Question 1114805
this is what i think it will be.


the probability that a patient receives the drug treatment is 10/100 = .1


the formula for that is p(D) = .1


10% of the time, the patient is cured using the drug, and 90% of the time the patient is cured without taking the drug.


the formula for that is p(C) = .1 * .75 + .9 * .5 = .525


the probability that a person is cured and has taken the drug is .1 * .75 = .075


the formula for that is p(C and D) = .075


given that a person is cured, what is the probability that the person took the drug.

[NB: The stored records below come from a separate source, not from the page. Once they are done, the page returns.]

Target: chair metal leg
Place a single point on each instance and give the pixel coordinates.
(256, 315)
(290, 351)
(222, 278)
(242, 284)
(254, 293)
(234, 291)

the formula for that is p(D given C) = p(C and D) / p(C).


that becomes p(D given C) = .075 / .525 = .1428571429.


i usually try an experiment to see if what i did is reasonable.


my experiment for this problem is as follows.


assume 1000 patients.


10% of them receive the drug and 90% of them don't.


that makes 100 who received the drug and 900 who didn't.


75% of the ones who took the drug are cured = 75


50% of the ones who didn't take the drug are cured = 450.


total number of cured patients = 525.


525/1000 = .525, so p(C) looks like an accurate ratio.


given that a person is cured, what is the probability that the person took the drug.


525 were cured and, out of them, 75 took the drug.


75/525 = .1428571429, so p(D given C) looks good as well.


75 patients out of the 1000 gook the drug and were cured.


p(D and C) = 75 / 1000 = .075, so that ratio looks good as well.


the solution looks reasonable, so i would go with that.